Abonnez-vous au podcast “Choses à Savoir Voyage” pour ne rater aucun nouvel épisode:
apple-r-1 S’abonner
spotify-r. S’abonner
castbox-r S’abonner
deezer-r S’abonner
google-r S’abonner
rss-r S’abonner

.
La longitude de Paris est plus septentrionale que celle de New York. Et pourtant, le climat de la grande ville américaine est plus instable que celui de la capitale parisienne. Les hivers y sont aussi plus rigoureux. À quoi sont dues de telles différences?

Deux climats dissemblables

Le climat de New York est de type continental. Il se signale par une forte amplitude thermique entre des étés chauds et des hivers froids. Les précipitations sont relativement abondantes.

Il s’agit par ailleurs d’un climat très instable. Ce caractère est dû à la concurrence de grandes masses d’air. Celles venant du Canada refroidissent les températures et provoquent de fortes chutes de neige, alors qui celles qui remontent du Golfe du Mexique adoucissent le climat.

De son côté, Paris profite d’un climat plus tempéré, qui appartient à un type océanique un peu dégradé. Dans ce climat de transition, assez modéré, l’amplitude thermique entre l’été et l’hiver est plus faible qu’à New York, mais plus importante qu’en bordure de l’océan. De même, les précipitations sont moyennes, mais plus abondantes que dans des régions plus continentales.

Comment expliquer ces différences?

Plusieurs raisons expliquent la rigueur des hivers new-yorkais.

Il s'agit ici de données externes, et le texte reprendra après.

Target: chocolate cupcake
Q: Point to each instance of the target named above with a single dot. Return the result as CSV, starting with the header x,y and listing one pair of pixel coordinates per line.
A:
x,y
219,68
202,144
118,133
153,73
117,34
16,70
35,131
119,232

La ville est adossée à un immense continent, qui se refroidit beaucoup en hiver. Malgré la position de New-York, cette influence l’emporte sur celle de l’océan atlantique.

Les températures, parfois très basses, relevées en hiver, sont également dues à une descente d’air glacial venu du Canada. Cette situation se produit notamment quand des vents de haute altitude, connus sous le nom de vortex polaire, se détournent de l’Arctique, où ils sont contenus en temps ordinaire, pour déferler sur le Canada et les États-Unis.

Si les hivers parisiens sont plus doux, c’est que l’influence de l’océan, réchauffé par le courant du Gulf Stream, y est plus sensible. Ce réchauffement est d’autant plus net que ce courant chaud est dévié vers l’Europe par l’effet de la force de Coriolis.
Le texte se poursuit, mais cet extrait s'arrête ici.